À quoi Eudore riposta :

— Faut pas la croire, nom d’un cric !… Elle vous triche sur la nourriture pour rattraper la vaisselle que j’ai cassée… Elle est fine, la vieille !… Elle est fine, nom d’un cric !

Pour remplacer le dessert dont on se trouvait ainsi frustré, les dames se partagèrent quelques tablettes de chocolat que Marie retrouva dans son petit sac, les hommes allumèrent des cigares que leur offrit le docteur. Puis Vireux et Hougnot se remirent, à qui mieux mieux, à honnir les imperfections de leurs contemporains, avec l’impitoyable sévérité coutumière aux gens qui ont beaucoup de choses à se reprocher, et n’entendent pas que personne vaille mieux qu’eux.

Derrière l’auberge s’étendait un vieux jardin, dernier vestige d’un parc seigneurial qui s’en était allé, lambeau par lambeau, comme s’en vont tôt ou tard les biens, si grands soient-ils, de ceux qui dépensent toujours et ne produisent jamais.

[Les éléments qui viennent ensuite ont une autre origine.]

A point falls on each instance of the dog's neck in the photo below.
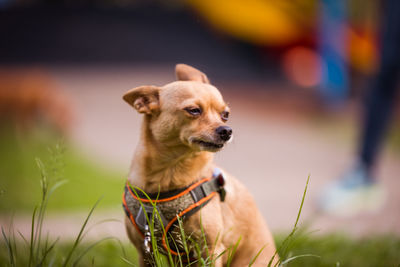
(160, 167)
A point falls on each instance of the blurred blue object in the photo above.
(332, 47)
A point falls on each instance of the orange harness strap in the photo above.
(186, 202)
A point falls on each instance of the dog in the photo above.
(184, 124)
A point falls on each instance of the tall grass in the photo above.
(41, 250)
(199, 245)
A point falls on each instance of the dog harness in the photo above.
(168, 206)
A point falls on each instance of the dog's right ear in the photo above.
(145, 99)
(188, 73)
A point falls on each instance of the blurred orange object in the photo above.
(262, 22)
(302, 66)
(29, 98)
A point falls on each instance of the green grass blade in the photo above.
(10, 250)
(78, 239)
(256, 256)
(298, 256)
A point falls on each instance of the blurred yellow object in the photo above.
(272, 22)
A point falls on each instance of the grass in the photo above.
(19, 175)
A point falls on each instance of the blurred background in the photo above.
(295, 74)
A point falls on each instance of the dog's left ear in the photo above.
(187, 73)
(145, 99)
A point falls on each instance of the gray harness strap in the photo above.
(162, 215)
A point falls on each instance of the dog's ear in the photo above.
(187, 73)
(145, 99)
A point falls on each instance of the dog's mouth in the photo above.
(208, 145)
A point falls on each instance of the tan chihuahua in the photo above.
(184, 123)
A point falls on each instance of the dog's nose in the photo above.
(224, 132)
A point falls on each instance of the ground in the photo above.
(278, 141)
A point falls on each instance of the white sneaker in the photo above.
(353, 194)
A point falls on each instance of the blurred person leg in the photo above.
(357, 190)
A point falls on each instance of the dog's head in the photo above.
(188, 112)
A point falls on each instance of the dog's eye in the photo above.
(193, 111)
(225, 115)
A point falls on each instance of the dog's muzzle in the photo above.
(224, 133)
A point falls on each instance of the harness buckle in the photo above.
(141, 218)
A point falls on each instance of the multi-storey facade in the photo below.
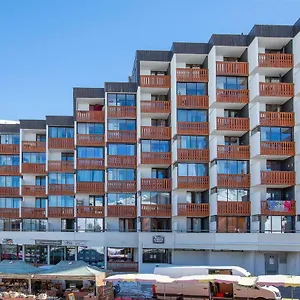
(192, 162)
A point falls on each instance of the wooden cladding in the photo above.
(277, 148)
(155, 184)
(192, 128)
(276, 89)
(233, 152)
(193, 210)
(275, 60)
(283, 119)
(234, 208)
(158, 107)
(156, 210)
(155, 133)
(33, 146)
(90, 116)
(155, 81)
(277, 178)
(192, 75)
(193, 155)
(234, 180)
(232, 68)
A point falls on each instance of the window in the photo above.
(90, 176)
(191, 115)
(157, 256)
(121, 99)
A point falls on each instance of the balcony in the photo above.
(282, 119)
(233, 152)
(192, 128)
(90, 163)
(156, 158)
(34, 190)
(232, 68)
(155, 184)
(90, 140)
(118, 112)
(193, 182)
(32, 146)
(234, 208)
(121, 136)
(61, 166)
(192, 155)
(90, 116)
(61, 212)
(275, 60)
(92, 188)
(234, 180)
(90, 211)
(121, 211)
(121, 186)
(156, 107)
(61, 189)
(155, 81)
(119, 161)
(155, 133)
(156, 210)
(61, 143)
(191, 75)
(193, 210)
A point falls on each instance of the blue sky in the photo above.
(47, 47)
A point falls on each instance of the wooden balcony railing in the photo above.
(121, 186)
(156, 210)
(155, 184)
(193, 210)
(232, 68)
(192, 128)
(233, 152)
(186, 101)
(193, 182)
(90, 187)
(90, 163)
(193, 155)
(157, 107)
(90, 211)
(121, 211)
(34, 190)
(90, 140)
(233, 124)
(60, 166)
(277, 148)
(60, 143)
(155, 133)
(32, 146)
(155, 81)
(119, 161)
(128, 112)
(234, 208)
(234, 180)
(283, 119)
(232, 96)
(192, 75)
(276, 89)
(277, 178)
(156, 158)
(121, 136)
(61, 212)
(90, 116)
(275, 60)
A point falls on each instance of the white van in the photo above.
(193, 290)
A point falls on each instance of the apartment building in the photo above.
(193, 161)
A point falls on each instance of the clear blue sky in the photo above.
(47, 47)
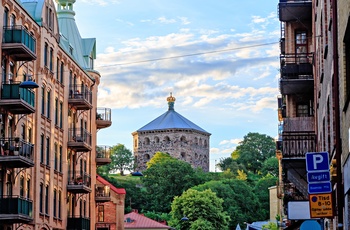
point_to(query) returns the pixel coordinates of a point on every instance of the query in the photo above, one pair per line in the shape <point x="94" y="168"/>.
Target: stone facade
<point x="175" y="135"/>
<point x="187" y="145"/>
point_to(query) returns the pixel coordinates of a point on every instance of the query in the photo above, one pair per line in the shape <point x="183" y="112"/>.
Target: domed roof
<point x="171" y="120"/>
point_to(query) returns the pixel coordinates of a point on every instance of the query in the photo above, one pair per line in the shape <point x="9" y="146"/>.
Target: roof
<point x="171" y="120"/>
<point x="112" y="187"/>
<point x="134" y="220"/>
<point x="71" y="41"/>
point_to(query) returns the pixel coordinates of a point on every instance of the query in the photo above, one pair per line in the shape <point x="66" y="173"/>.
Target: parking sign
<point x="317" y="161"/>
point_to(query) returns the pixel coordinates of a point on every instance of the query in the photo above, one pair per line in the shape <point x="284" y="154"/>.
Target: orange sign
<point x="321" y="205"/>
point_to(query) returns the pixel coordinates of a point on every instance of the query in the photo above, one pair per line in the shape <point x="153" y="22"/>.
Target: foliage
<point x="261" y="190"/>
<point x="270" y="166"/>
<point x="165" y="180"/>
<point x="239" y="200"/>
<point x="241" y="175"/>
<point x="203" y="209"/>
<point x="122" y="159"/>
<point x="158" y="157"/>
<point x="270" y="226"/>
<point x="254" y="150"/>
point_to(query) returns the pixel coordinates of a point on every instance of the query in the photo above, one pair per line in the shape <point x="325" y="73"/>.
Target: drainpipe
<point x="338" y="147"/>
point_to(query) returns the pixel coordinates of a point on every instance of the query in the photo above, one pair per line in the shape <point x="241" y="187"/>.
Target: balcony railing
<point x="79" y="139"/>
<point x="14" y="209"/>
<point x="16" y="153"/>
<point x="80" y="97"/>
<point x="19" y="43"/>
<point x="103" y="118"/>
<point x="103" y="155"/>
<point x="78" y="222"/>
<point x="294" y="10"/>
<point x="17" y="100"/>
<point x="102" y="193"/>
<point x="79" y="182"/>
<point x="297" y="144"/>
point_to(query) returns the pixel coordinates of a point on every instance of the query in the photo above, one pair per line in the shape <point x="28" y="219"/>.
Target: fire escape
<point x="295" y="105"/>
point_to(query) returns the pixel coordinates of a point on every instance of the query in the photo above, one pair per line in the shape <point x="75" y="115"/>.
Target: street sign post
<point x="318" y="161"/>
<point x="321" y="205"/>
<point x="321" y="187"/>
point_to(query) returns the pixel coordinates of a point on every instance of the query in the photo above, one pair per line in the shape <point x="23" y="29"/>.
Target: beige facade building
<point x="48" y="127"/>
<point x="174" y="134"/>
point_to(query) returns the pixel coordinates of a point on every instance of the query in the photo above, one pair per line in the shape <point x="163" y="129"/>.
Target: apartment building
<point x="327" y="39"/>
<point x="297" y="130"/>
<point x="49" y="118"/>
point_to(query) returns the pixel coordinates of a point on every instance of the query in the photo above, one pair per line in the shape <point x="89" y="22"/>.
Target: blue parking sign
<point x="317" y="161"/>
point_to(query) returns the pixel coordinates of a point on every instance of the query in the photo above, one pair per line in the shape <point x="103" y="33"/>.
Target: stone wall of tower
<point x="187" y="145"/>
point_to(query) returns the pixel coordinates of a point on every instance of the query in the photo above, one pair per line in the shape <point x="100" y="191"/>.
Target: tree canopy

Au fond, contre la haie, un merveilleux hêtre pourpre faisait l’orgueil de toute la région. Ses branches, adroitement taillées, laissaient retomber jusqu’au sol le pourtour de son feuillage, comme un frais et mouvant rideau. Cette ondoyante barrière franchie, on avait la charmante surprise de se trouver dans une vaste salle circulaire, décorée d’or et de pourpre par le dôme épais des feuilles murmurantes. Une fois par an, à la fête du village, trois musiciens s’installaient au pied de l’arbre géant et cent couples dansaient à l’aise sous la vaste tente.